Davidson touched on his own experience with dealing with loved ones who died in terrorist attacks by reflecting on his father, Scott Davidson, who was a New York City firefighter who died in the Sept. 11, 2001 attacks when he was seven years old. In his monologue, he talked about how comedy is “sometimes’ the only way to cope with tragedy.
“This week, we saw the horrible images and stories from Israel and Gaza. And, I know what you’re thinking, who better to comment on it than Pete Davidson?” he asked, which was met with laughter.
“Well, in a lot of ways, I am a good person to talk about it because when I was seven years old, my dad was killed in a terrorist attack. So, I know something about what that’s like,” he continued.

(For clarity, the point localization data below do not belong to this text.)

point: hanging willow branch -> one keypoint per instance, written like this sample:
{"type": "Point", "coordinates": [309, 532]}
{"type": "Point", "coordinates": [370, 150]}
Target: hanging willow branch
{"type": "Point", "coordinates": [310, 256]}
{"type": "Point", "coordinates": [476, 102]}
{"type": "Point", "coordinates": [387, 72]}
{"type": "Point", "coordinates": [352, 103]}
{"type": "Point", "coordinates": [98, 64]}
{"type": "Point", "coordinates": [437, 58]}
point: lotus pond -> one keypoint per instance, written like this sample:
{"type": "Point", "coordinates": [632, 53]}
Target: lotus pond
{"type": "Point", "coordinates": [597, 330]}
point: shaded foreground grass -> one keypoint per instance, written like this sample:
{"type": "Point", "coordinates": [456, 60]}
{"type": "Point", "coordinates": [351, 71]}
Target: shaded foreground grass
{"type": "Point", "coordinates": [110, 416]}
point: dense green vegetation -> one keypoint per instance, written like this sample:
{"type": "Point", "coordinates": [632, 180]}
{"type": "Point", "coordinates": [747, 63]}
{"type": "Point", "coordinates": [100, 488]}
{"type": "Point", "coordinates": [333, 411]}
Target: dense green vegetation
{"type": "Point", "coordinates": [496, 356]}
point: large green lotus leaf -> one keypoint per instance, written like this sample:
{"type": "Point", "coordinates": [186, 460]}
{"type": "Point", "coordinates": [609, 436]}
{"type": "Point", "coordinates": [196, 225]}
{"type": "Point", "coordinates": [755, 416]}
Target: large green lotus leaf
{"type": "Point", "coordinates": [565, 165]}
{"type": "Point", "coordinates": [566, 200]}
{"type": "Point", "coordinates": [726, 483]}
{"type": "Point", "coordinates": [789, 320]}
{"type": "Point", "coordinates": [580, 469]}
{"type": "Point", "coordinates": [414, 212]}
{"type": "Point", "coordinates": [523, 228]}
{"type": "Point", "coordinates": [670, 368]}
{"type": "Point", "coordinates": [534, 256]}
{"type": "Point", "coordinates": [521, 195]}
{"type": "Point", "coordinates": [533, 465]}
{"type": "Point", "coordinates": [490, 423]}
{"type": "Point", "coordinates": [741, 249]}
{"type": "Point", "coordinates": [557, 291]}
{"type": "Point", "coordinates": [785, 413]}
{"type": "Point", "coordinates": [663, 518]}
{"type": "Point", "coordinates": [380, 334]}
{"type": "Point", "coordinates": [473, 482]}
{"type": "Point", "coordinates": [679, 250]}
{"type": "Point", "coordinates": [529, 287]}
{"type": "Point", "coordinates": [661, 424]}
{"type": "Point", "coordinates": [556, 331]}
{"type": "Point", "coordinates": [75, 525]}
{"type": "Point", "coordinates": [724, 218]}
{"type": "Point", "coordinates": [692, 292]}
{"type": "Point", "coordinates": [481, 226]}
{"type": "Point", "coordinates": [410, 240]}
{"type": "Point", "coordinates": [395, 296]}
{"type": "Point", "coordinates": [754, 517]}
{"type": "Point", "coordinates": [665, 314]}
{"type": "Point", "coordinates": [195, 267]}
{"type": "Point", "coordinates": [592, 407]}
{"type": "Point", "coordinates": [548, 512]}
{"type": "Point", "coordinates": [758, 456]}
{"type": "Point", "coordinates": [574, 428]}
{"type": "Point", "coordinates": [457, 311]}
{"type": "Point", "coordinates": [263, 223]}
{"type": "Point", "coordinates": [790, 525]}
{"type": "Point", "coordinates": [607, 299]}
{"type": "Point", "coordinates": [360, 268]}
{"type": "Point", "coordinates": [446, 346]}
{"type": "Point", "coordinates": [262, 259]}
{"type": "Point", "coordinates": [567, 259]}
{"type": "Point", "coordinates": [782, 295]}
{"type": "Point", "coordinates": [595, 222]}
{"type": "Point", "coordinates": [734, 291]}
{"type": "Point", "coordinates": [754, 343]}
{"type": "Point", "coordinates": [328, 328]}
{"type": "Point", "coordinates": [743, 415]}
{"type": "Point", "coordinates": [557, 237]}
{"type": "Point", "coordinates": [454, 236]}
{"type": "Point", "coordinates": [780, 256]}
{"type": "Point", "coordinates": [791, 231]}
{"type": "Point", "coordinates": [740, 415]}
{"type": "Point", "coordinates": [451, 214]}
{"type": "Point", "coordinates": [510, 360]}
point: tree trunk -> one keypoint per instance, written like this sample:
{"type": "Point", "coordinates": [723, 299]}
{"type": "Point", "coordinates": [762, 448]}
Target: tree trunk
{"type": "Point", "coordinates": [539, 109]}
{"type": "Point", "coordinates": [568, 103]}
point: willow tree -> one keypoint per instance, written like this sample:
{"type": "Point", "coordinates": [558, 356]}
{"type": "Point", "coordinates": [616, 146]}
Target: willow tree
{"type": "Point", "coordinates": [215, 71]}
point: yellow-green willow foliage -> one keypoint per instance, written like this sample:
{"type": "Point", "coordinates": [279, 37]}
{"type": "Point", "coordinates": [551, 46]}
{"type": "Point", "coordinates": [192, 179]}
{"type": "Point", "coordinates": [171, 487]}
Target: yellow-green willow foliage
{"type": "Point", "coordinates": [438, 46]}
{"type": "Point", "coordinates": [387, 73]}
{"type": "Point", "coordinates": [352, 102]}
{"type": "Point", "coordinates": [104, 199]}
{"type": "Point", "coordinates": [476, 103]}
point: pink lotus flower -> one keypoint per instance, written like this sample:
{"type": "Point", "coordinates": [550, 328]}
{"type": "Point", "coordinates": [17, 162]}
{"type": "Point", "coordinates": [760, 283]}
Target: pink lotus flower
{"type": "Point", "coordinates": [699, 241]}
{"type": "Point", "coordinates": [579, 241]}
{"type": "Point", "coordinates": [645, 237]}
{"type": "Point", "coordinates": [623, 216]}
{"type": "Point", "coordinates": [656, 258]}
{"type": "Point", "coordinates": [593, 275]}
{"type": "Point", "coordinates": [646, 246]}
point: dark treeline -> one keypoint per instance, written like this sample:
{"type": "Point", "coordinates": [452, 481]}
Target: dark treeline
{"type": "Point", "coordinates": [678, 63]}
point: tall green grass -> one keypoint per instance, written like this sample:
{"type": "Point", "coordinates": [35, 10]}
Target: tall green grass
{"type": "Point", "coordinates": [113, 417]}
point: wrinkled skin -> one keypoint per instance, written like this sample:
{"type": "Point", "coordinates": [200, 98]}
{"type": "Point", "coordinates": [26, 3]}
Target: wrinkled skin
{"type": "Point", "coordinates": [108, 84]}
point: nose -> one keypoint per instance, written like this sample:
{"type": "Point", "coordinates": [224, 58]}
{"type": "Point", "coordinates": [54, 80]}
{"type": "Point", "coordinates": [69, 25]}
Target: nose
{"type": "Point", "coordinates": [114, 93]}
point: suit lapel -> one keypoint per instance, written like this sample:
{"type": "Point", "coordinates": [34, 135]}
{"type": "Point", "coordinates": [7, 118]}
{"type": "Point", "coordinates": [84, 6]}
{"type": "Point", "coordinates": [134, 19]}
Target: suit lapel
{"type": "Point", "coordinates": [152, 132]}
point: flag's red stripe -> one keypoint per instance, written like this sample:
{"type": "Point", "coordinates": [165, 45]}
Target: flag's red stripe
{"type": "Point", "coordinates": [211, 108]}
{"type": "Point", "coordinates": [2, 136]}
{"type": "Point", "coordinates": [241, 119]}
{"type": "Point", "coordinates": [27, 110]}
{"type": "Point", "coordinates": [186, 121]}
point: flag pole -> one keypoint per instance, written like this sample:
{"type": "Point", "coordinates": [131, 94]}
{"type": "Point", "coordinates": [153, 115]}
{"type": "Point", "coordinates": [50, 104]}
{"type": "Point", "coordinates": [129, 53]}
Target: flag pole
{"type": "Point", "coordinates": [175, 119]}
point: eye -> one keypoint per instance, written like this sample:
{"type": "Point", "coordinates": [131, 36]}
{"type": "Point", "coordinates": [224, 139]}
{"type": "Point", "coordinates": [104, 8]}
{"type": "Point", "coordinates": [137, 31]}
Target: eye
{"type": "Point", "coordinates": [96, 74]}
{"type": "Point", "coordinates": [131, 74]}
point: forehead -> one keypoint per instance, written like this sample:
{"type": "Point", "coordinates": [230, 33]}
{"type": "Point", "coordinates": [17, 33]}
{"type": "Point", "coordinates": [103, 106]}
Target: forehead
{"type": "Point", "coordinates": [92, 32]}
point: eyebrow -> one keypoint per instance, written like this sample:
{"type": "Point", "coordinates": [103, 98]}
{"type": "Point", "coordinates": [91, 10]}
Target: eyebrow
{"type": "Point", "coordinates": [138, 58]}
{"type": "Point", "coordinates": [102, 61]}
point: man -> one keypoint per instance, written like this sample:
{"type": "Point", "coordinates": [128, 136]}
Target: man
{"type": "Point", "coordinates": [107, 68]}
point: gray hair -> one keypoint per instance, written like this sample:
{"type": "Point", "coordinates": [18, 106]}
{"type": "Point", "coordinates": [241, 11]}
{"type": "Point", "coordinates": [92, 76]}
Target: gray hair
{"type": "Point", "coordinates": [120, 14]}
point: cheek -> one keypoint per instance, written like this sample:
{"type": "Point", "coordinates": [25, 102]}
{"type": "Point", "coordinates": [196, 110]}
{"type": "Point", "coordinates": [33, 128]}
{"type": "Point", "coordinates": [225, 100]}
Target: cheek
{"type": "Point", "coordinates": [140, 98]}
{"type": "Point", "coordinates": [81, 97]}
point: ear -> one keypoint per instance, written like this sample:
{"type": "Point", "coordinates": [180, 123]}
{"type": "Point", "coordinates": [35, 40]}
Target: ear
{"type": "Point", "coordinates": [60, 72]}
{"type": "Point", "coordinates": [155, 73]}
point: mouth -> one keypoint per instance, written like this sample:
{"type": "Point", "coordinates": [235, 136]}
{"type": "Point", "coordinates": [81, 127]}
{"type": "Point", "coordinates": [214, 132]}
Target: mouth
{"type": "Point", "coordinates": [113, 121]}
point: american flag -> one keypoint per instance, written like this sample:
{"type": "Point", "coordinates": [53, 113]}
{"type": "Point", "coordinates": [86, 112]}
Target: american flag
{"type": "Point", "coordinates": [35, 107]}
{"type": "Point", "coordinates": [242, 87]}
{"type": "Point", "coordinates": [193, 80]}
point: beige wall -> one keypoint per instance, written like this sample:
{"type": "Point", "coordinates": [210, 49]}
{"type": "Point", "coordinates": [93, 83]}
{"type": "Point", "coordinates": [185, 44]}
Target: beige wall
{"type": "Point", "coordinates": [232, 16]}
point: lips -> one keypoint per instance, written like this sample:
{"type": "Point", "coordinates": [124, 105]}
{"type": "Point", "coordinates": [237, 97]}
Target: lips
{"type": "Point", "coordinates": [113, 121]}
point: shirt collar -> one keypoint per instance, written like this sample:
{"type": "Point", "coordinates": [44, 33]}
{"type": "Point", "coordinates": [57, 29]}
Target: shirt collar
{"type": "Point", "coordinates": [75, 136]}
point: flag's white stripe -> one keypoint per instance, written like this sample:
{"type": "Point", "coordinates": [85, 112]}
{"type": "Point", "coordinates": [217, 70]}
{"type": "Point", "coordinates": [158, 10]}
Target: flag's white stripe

He said that seeing the photos of Israeli and Palestinian children suffering from the attacks this week brought him back to the aftermath of 9/11, when his mother was trying to take his mind off the attacks.
“I saw so many terrible pictures this week of children suffering – Israeli children and Palestinian children – and it took me back to a really horrible, horrible place. No one in this world deserves to suffer, especially not kids,” he said.
He described one instance where his mother had given him what she thought was a Disney movie to cheer him up, but instead, it was comedian Eddie Murphy’s stand-up special “Delirious.”
“We played it in the car on the way home and when she heard the things that Eddie Murphy was saying, she tried to take it away. But then she noticed something. For the first time in a long time I was laughing again,” he said. “I don’t understand it. I really don’t. I never will. But sometimes comedy is really the only way forward from tragedy.”
“My heart is with everyone whose lives have been destroyed this week. But tonight I’m going to do what I’ve always done in the face of tragedy and that’s try to be funny. Remember, I said try. And live from New York, it’s Saturday Night,” he concluded.
Davidson, a former member of SNL, was scheduled to host the late-night comedy show in May before the writer’s strike. The Saturday episode marked the return of the show from its six-month hiatus.